Des formations pratiques aux soins de traumatologie civils sont disponibles dans plusieurs régions du Québec et du Canada, souvent dispensées par des associations de premiers répondants, des centres de formation en secourisme ou des organisations spécialisées. Se renseigner auprès des organismes locaux est une démarche concrète et accessible.
Limites et mise en perspective
Les cadres comme le TECC/PSTU sont des outils de référence, pas des garanties absolues. Quelques limites importantes méritent d’être nommées clairement :
- Le stress et la charge émotionnelle lors d’un incident réel affectent la capacité d’action. La familiarité avec les gestes, acquise par la pratique répétée, réduit cet effet.
- Les directives évoluent. Les documents publiés par le C-TECC sont mis à jour régulièrement. Il est recommandé de consulter directement le site officiel de l’organisation pour accéder aux versions les plus récentes.
- Ce cadre ne remplace pas une formation certifiée. Il offre une base solide, mais une formation pratique supervisée reste la voie la plus efficace pour développer une réelle compétence.
- L’accès au matériel peut varier. Connaître les principes permet aussi d’improviser avec ce qui est disponible sur les lieux lorsque le matériel spécialisé est absent.
Par où commencer
1. S’informer
Consulter les ressources disponibles sur le site du C-TECC et d’autres organisations de référence en soins de traumatologie civils. Lire et comprendre la logique des priorités d’intervention.
2. Se former
Rechercher une formation pratique accessible localement. Certaines formations de premiers soins avancés intègrent désormais des modules de traumatologie civile. Une journée de formation peut faire une différence réelle.
3. S’équiper avec discernement
Constituer un kit de traumatologie de base — garrot approuvé, pansement compressif, gants — en s’assurant de savoir utiliser chaque composante avant de la ranger dans le kit.

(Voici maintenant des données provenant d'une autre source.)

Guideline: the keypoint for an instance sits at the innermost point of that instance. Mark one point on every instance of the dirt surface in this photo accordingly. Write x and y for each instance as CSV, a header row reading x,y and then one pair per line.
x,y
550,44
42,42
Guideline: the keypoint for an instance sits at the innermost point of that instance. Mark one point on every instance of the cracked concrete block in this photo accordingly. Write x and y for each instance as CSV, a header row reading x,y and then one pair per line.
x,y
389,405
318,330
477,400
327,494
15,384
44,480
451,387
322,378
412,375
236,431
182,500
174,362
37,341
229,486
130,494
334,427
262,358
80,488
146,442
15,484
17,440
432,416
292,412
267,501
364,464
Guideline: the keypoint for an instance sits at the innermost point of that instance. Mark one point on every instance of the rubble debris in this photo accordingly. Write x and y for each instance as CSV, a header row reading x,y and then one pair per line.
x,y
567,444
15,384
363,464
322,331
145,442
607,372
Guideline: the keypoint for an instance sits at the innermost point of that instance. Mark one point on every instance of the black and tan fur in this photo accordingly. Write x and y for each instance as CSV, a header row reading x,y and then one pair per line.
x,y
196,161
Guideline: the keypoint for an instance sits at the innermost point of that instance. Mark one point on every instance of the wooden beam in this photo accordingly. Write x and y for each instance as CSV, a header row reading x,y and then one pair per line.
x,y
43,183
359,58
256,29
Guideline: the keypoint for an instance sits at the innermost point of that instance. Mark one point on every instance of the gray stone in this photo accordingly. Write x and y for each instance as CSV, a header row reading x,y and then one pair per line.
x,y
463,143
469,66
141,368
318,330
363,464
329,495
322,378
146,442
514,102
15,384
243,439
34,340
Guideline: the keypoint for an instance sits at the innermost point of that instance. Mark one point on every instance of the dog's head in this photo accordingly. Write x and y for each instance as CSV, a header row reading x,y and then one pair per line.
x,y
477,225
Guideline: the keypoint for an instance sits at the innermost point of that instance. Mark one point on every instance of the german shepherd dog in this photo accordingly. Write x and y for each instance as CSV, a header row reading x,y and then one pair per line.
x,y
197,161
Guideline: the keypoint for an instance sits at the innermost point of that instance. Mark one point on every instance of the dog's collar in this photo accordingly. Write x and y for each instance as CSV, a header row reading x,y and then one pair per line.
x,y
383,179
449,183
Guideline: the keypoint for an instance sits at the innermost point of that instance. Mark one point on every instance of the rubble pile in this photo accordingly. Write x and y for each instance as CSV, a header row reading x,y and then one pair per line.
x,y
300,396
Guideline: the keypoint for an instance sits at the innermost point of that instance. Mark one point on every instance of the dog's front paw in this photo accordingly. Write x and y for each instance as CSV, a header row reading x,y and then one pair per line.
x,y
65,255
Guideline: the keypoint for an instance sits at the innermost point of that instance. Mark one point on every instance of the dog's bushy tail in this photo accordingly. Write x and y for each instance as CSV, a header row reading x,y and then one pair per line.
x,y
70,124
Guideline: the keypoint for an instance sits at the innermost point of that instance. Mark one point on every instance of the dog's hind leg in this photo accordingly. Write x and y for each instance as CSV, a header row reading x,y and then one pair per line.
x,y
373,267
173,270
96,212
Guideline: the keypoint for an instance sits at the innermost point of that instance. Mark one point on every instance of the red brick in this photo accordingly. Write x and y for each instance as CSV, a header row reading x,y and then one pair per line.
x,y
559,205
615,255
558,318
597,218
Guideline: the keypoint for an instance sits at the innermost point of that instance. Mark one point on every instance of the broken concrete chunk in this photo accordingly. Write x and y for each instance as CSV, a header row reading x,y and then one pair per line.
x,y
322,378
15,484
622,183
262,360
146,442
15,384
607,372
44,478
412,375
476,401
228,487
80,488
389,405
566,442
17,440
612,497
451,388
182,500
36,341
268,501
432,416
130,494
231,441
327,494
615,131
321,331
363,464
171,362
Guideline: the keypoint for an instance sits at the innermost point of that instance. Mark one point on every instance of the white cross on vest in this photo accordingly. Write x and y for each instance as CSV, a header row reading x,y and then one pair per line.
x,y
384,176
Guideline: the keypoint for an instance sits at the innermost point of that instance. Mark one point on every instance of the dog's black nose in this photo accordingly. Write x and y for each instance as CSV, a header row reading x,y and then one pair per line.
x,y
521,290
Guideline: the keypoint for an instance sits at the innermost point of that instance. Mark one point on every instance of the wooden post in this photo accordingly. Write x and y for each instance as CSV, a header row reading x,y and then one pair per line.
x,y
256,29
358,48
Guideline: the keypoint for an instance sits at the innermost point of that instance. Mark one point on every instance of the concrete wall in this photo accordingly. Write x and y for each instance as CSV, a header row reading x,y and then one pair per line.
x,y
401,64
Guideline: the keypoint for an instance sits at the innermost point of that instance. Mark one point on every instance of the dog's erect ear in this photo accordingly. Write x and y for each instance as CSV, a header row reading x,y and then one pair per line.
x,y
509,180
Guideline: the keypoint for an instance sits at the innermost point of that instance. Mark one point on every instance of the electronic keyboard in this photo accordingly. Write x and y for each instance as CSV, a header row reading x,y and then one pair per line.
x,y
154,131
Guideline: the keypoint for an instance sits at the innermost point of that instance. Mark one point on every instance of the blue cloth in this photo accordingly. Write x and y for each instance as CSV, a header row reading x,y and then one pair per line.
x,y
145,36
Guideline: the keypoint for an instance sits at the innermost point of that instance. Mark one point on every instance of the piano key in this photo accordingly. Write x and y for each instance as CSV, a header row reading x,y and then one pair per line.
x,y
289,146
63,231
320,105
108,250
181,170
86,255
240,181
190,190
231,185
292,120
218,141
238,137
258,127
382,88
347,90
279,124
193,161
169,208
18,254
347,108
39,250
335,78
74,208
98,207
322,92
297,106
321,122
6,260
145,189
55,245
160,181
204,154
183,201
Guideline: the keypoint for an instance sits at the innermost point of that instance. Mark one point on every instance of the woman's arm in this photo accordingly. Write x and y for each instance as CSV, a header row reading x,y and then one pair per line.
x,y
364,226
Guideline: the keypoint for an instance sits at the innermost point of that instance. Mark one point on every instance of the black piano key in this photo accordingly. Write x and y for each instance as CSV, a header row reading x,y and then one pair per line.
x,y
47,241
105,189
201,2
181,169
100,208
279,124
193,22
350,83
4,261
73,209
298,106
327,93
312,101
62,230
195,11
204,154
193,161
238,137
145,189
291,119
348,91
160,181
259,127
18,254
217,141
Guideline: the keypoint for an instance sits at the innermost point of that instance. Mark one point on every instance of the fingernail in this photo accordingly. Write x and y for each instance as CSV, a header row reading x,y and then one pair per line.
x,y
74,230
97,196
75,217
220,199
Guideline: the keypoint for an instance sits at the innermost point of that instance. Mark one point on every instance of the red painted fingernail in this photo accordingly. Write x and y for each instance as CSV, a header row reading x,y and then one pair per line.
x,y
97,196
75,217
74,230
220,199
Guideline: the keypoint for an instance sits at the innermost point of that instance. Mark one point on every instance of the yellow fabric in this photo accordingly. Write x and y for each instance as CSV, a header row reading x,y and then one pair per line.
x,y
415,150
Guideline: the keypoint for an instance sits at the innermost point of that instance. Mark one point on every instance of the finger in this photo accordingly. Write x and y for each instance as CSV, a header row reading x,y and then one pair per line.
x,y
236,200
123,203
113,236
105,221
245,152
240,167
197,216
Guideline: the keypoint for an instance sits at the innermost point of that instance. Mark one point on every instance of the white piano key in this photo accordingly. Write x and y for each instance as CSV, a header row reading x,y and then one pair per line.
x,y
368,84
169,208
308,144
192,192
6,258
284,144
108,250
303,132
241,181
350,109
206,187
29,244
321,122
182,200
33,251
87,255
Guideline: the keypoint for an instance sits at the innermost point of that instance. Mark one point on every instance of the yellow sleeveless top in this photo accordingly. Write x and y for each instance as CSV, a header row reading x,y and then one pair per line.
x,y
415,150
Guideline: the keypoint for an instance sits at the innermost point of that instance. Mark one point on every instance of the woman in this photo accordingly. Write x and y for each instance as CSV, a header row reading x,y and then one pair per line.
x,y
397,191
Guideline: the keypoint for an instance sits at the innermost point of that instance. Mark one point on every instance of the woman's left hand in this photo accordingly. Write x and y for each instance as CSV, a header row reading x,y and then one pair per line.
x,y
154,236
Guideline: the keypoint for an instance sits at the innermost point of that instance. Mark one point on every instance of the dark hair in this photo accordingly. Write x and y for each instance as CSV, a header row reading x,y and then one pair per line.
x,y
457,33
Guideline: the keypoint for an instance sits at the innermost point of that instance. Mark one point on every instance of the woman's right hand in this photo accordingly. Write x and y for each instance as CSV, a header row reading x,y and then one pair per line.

Acquérir ces connaissances maintenant, dans un contexte calme, c’est précisément ce qui permet d’agir avec méthode lorsque le temps est compté et que la situation est chaotique. La préparation n’est pas une réaction à la peur — c’est une décision lucide prise à l’avance.
Questions fréquentes
Dois-je avoir une formation médicale pour appliquer les principes TECC/PSTU?
Non. Le cadre TECC/PSTU a précisément été conçu pour être applicable par des personnes sans formation médicale avancée. Les gestes de base — poser un garrot, exercer une pression directe, maintenir une victime en position sécuritaire — peuvent être appris par n’importe quel adulte. Une formation pratique reste toutefois fortement recommandée pour gagner en efficacité et en confiance.

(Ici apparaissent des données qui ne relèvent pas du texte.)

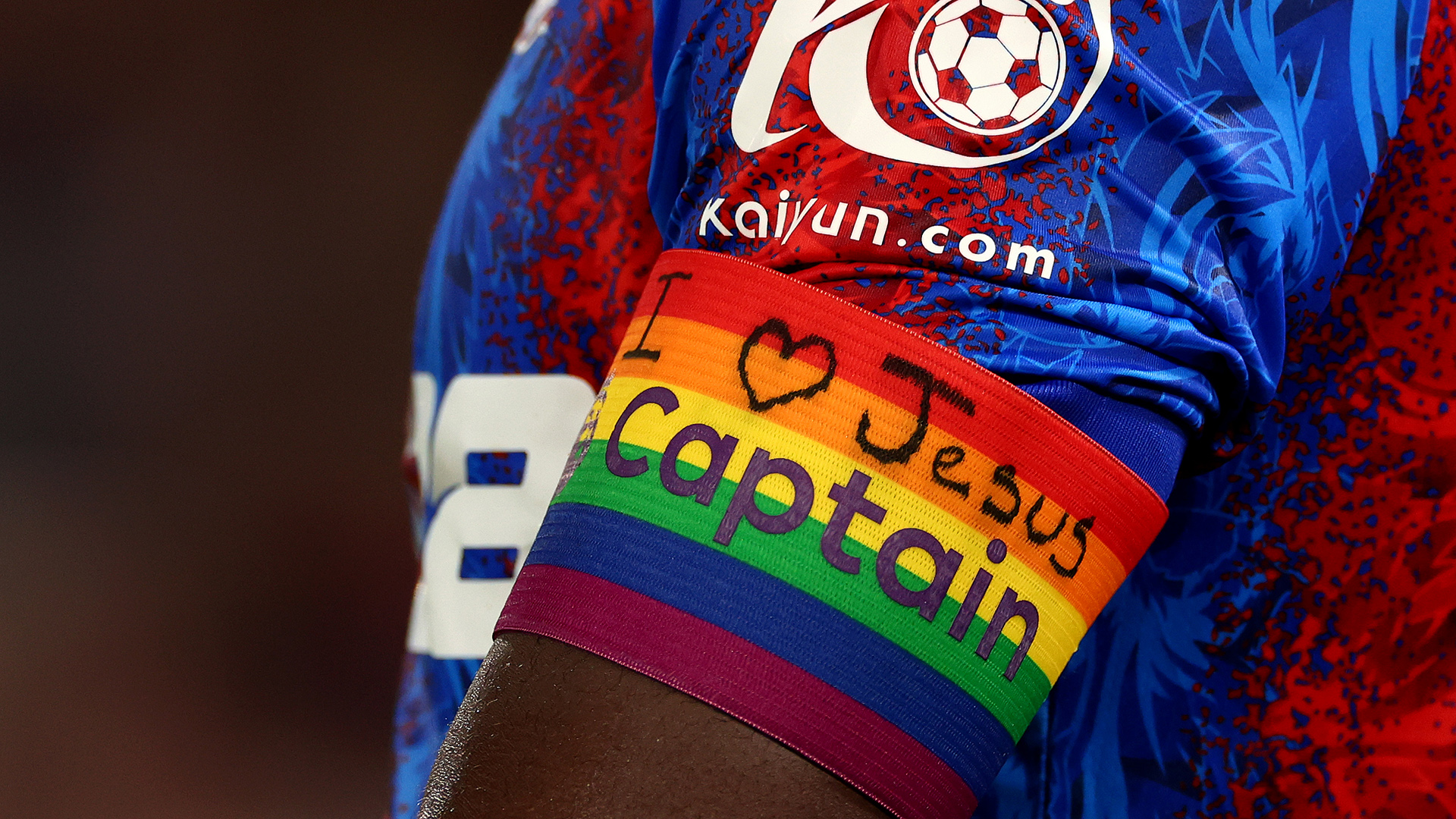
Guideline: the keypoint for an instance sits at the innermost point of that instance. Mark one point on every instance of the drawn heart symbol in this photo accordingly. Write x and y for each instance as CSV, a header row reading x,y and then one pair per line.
x,y
781,331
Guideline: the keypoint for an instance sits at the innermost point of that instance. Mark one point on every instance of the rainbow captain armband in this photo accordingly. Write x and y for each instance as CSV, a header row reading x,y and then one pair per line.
x,y
839,532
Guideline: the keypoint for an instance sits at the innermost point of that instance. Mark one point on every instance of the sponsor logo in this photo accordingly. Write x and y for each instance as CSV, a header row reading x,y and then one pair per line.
x,y
993,79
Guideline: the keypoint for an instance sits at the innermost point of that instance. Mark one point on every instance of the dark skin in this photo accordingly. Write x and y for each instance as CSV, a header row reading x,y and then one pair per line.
x,y
549,730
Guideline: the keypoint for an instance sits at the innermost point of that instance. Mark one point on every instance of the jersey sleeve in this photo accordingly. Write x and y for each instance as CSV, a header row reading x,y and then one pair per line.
x,y
946,292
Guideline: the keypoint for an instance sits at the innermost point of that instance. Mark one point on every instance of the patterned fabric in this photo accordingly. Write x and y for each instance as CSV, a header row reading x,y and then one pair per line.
x,y
1283,649
817,445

Est-ce que j’ai une responsabilité légale si j’interviens auprès d’une victime?
Au Québec, la législation prévoit des protections pour les personnes qui interviennent de bonne foi en situation d’urgence. Les lois dites de «bon samaritain» visent généralement à protéger les intervenants civils agissant de manière raisonnable. Il est recommandé de vérifier les dispositions légales applicables dans votre province, car elles peuvent évoluer et leur portée exacte peut varier selon les circonstances.
Où peut-on trouver les directives TECC à jour?

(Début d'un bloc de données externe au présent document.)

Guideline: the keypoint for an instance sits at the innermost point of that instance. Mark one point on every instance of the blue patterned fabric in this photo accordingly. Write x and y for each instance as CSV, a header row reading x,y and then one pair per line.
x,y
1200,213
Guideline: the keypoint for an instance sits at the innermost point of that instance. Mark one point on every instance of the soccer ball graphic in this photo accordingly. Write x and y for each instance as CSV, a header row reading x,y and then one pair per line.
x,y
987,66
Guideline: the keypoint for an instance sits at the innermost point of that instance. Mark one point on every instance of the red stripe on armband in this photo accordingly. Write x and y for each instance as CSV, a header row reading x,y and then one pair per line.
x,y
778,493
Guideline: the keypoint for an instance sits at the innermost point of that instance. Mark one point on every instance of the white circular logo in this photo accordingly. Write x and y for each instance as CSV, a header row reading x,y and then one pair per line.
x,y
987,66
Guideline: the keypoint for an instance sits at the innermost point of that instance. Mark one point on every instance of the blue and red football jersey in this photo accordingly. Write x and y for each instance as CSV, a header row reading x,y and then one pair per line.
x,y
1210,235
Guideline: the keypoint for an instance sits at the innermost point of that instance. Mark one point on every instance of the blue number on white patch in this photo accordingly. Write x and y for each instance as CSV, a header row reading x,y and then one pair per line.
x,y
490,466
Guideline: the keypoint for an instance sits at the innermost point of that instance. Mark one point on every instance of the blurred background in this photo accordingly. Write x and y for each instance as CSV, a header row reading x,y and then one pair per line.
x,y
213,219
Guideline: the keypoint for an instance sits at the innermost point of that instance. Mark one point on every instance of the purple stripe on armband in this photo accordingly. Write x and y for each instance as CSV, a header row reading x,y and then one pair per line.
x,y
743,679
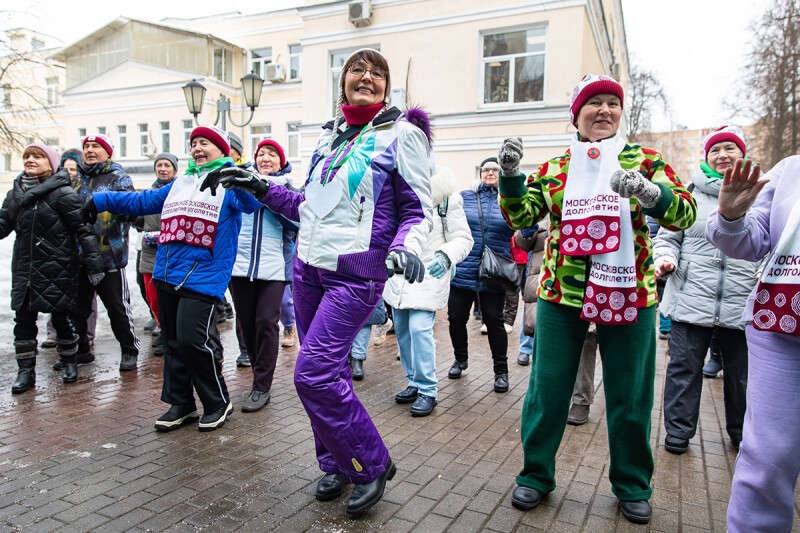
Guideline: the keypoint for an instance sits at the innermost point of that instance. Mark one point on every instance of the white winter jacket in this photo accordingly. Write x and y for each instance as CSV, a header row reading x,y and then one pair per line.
x,y
449,234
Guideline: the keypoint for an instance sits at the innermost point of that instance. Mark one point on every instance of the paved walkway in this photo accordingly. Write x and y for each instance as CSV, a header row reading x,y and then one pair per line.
x,y
85,457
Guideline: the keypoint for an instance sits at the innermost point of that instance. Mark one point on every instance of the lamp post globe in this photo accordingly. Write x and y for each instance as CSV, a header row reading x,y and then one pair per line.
x,y
194,92
251,87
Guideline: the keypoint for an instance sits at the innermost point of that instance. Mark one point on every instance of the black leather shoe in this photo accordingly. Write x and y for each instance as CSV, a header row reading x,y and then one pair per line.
x,y
177,416
455,370
357,369
365,495
501,382
128,362
407,396
525,498
330,487
423,405
215,420
676,445
69,370
637,512
80,359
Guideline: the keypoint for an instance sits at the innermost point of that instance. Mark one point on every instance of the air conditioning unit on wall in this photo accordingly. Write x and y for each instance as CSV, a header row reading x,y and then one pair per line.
x,y
359,12
149,150
274,72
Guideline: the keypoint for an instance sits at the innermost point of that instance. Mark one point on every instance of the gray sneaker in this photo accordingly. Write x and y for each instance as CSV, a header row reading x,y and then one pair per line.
x,y
255,401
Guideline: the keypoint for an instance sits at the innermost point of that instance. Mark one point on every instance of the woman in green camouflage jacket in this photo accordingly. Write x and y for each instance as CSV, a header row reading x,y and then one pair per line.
x,y
598,267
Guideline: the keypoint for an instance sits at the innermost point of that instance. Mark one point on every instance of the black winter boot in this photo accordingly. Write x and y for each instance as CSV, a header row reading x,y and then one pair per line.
x,y
26,376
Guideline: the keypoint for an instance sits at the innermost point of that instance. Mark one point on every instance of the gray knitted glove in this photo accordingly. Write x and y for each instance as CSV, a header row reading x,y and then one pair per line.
x,y
510,155
629,183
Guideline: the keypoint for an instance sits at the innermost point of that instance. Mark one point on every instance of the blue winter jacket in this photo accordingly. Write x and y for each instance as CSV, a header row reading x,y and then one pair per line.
x,y
498,236
266,240
202,270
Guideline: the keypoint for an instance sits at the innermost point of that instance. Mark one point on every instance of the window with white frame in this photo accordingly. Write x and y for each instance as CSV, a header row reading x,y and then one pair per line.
x,y
165,136
258,133
338,58
187,133
143,139
513,66
259,59
295,55
122,134
293,140
51,90
223,64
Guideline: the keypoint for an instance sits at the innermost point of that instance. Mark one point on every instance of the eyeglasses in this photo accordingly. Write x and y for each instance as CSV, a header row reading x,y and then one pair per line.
x,y
360,70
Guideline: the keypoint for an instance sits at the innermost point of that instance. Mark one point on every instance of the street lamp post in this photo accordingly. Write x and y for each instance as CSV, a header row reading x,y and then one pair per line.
x,y
194,92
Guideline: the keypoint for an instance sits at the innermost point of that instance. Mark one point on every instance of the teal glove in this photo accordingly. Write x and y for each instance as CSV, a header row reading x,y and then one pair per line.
x,y
440,265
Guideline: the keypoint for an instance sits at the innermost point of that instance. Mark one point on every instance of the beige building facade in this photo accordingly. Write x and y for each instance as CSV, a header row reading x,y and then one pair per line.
x,y
483,69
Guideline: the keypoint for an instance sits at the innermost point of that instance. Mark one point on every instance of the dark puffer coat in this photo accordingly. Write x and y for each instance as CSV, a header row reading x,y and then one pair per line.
x,y
498,236
46,260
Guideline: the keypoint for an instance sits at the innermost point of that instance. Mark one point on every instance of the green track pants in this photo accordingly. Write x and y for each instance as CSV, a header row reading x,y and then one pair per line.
x,y
628,356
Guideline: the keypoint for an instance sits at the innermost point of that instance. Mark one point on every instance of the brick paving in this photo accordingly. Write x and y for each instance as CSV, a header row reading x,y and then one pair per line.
x,y
85,457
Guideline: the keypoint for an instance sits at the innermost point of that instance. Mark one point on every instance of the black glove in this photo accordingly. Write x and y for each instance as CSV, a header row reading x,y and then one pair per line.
x,y
409,264
89,212
239,178
211,181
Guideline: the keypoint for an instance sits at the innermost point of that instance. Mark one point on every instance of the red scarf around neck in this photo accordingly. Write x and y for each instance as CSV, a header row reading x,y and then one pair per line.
x,y
356,115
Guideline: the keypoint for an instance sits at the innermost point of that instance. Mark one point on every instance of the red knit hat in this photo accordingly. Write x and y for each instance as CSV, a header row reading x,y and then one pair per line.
x,y
589,86
733,134
102,140
216,135
276,146
51,154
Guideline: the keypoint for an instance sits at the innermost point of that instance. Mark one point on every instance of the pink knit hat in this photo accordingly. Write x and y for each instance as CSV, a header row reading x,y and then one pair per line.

Les directives les plus récentes sont publiées par le Committee for Tactical Emergency Casualty Care (C-TECC) sur son site officiel à l’adresse c-tecc.org. Il est recommandé de consulter directement cette source plutôt qu’une version relayée, afin de s’assurer d’avoir accès aux directives les plus récentes.
Quel est l’équipement minimal recommandé dans un kit de traumatologie civile?
Un kit de traumatologie civile de base comprend généralement un garrot approuvé (de type CAT ou SOFTT-W), un pansement compressif (type israélien ou équivalent), une couverture de survie, des gants nitrile et éventuellement un pansement pour plaie thoracique si la formation le permet. La composition exacte peut varier selon les recommandations actuelles et le niveau de formation de l’utilisateur. Se référer aux ressources de formations certifiées pour des recommandations à jour.